La narrazione fa un salto indietro di 50 anni. Ci troviamo all’interno dell’ospedale dove Ellen Crosby sta per cominciare il suo nuovo lavoro come allieva infermiera. È il sogno di una vita che si realizza, desidera aiutare i più bisognosi, e farsi assumere ad Ambergate non è stato affatto difficile. Non tutti vogliono prendersi cura di malati infermi mentalmente, di povere anime graffiate dalla vita, di coloro che la società chiama “pazzi”. Il suo entusiasmo si scontra con la freddezza delle caposala che lavorano in ospedale da anni. Per loro i pazienti sono numeri, fatica, sudore, non hanno un’identità, ma rappresentano solo matti da sedare, deridere, cavie per esperimenti barbari. Ma non per Ellen e nemmeno per Dougie, un affascinante allievo infermiere americano che presta servizio nell’ala maschile dell’istituto.

Loro due insieme vogliono ridare a quelle povere anime la dignità di cui sono state spogliate, dialogare con loro, trattandole come persone. A Ellen viene inizialmente affidato il reparto delle lunghe degenze femminili. Ed è tra i corridoi sterili che puzzano di disinfettante che verrà a contatto con il vero dolore, con la miseria umana. Incrocerà i suoi occhi con sguardi vacui, vuoti, smarriti, offuscati dalla confusione, con donne ricoverate da tutta una vita, rinchiuse contro il loro volere. Non c’è speranza per queste donne di uscire da quella prigione. Sono state piegate, conformate, istituzionalizzate, le loro follie, o presunte tali, placate con l’elettroshock o la lobotomia.

Ma è ad Amy che Ellen si sente più vicina; la ragazza ha la sua stessa età, è stata internata dal padre che non vuole sapere più nulla di lei. Ma Amy è davvero pazza o ha tenuto dentro, per troppo tempo, un dolore così grande che non ha saputo esternare? C’è stato un momento in cui la sua vita ha smarrito la strada maestra, ma non è tra le mura di un manicomio che deve ritrovare se stessa. È della medesima idea anche il dottor Lambourne, lo psichiatra di Ambergate che con la sua laurea in medicina pensa di essere al di sopra di Dio, quando prescrive trattamenti alle sue pazienti. Insofferente e pieno di sé, si rende subito conto che Amy non è una paziente come le altre. È costretto a reprimere i suoi veri sentimenti, non vuole barattare la sua ambizione con l’amore. Non può permetterselo, ed è per questo che lascia l’ospedale, senza voltarsi indietro. Ma la povera Amy è ormai irrimediabilmente innamorata, e l’ennesimo abbandono da parte di una persona cara la porta alla follia, quella vera.

“Anche se si entrava ad Ambergate sani di mente, se ne usciva pazzi. Non passava giorno senza che avesse luogo un alterco, una discussione o un dramma, spesso orchestrati dal personale per divertirsi un po’.”

Esce oggi per Nord Editore La chiave dei ricordi di Kathryn Hughes, già conosciuta dal pubblico italiano con La lettera, pubblicato tre anni fa.

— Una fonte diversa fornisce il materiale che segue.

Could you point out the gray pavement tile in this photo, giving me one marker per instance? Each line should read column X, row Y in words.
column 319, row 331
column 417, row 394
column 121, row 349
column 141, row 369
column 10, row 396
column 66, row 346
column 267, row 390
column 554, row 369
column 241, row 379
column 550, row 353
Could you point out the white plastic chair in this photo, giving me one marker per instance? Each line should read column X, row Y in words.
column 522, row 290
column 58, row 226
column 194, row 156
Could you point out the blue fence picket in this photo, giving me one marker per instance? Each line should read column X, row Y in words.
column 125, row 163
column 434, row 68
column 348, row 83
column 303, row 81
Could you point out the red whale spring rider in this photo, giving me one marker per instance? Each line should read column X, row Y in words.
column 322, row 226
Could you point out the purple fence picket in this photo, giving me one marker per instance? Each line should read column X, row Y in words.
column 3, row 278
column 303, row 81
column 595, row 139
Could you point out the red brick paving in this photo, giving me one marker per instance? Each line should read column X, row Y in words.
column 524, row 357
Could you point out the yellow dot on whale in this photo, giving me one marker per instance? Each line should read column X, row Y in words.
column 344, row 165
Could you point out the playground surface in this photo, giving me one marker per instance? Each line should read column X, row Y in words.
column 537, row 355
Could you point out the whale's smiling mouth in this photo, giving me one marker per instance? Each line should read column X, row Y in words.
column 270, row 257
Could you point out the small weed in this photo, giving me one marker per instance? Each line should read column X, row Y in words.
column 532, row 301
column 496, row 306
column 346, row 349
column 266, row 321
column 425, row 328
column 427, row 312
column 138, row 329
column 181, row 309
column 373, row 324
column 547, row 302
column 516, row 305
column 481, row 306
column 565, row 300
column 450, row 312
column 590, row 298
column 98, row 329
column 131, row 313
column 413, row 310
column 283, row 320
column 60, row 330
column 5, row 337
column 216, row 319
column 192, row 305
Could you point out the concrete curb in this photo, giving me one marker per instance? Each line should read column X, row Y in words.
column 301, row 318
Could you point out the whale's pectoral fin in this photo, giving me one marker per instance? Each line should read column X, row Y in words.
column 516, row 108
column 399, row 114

The Key, titolo originale dell’opera, è un libro potente, una di quelle letture che tutti dovrebbero avere sul proprio comodino. È necessario non dimenticare quali fossero le reali condizioni di vita all’interno dei manicomi. Mentre leggevo, mi sono più volte augurata che persone come Ellen e Dougie siano realmente esistite in queste strutture. Ho sperato che il loro ottimismo e la loro umanità siano stati di sostegno per quelle persone pazze, o presunte tali. Che abbiano accarezzato, abbracciato ognuna di quelle anime bisognose di una parola di conforto, di un dialogo sano, senza pregiudizi, di gesti che le facessero sentire meno sole e abbandonate, normali, persone e non numeri. All’epoca bastava un pretesto qualsiasi per essere considerati matti, internati e sottoposti a barbari trattamenti: l’epilessia, il mal d’amore, un orientamento sessuale diverso andavano corretti, conformati a ciò che la società richiedeva.

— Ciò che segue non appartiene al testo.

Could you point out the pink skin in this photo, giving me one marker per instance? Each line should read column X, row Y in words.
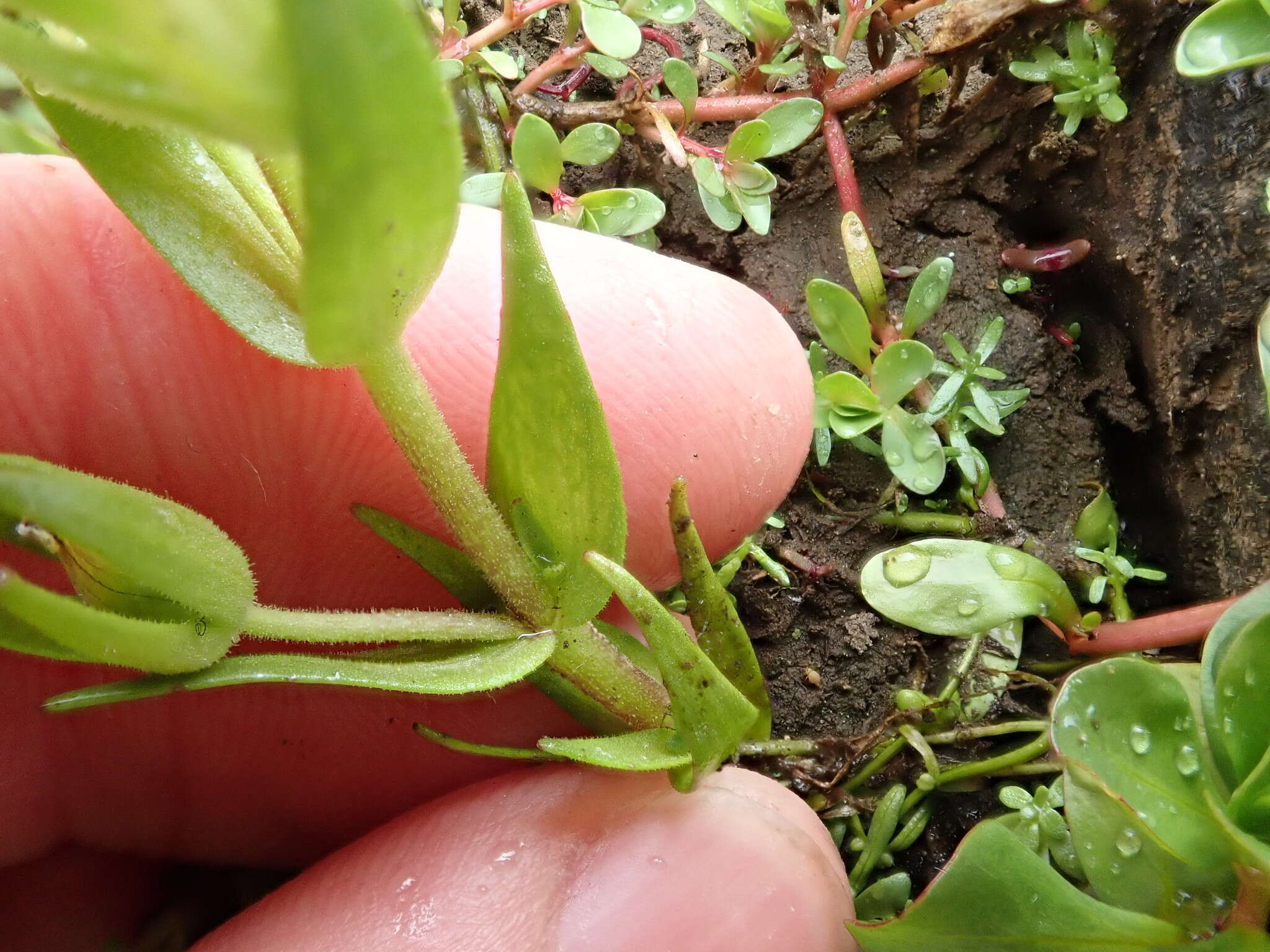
column 111, row 364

“Pensò ai poveracci costretti a considerare Ambergate casa loro, incarcerati contro la loro volontà perché non si conformavano alle aspettative della società”.

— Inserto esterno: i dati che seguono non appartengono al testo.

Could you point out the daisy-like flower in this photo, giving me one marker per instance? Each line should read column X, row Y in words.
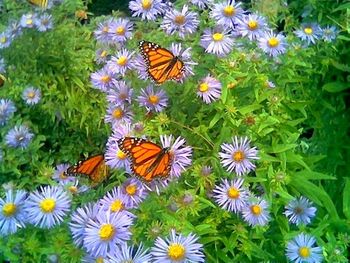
column 272, row 44
column 209, row 89
column 184, row 22
column 27, row 20
column 309, row 32
column 103, row 79
column 120, row 30
column 217, row 41
column 231, row 195
column 227, row 13
column 44, row 22
column 329, row 33
column 238, row 156
column 120, row 94
column 31, row 95
column 301, row 249
column 130, row 254
column 106, row 232
column 120, row 62
column 147, row 9
column 135, row 191
column 79, row 220
column 7, row 108
column 256, row 211
column 185, row 56
column 153, row 100
column 300, row 211
column 47, row 207
column 19, row 137
column 117, row 114
column 181, row 155
column 252, row 26
column 177, row 248
column 12, row 214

La struttura del romanzo non ha una sola voce narrante, le due linee temporali non ci permettono di scoprire subito le parole scritte nel biglietto ritrovato da Sarah. Possiamo soltanto intuire di cosa si tratta, ma è solo oltre la prima metà della storia che la narrazione sarà più chiara al lettore. Lettore che si ritroverà imprigionato e in preda ad emozioni devastanti. Fatevi un favore, leggete questo libro, e non dimenticate, mai.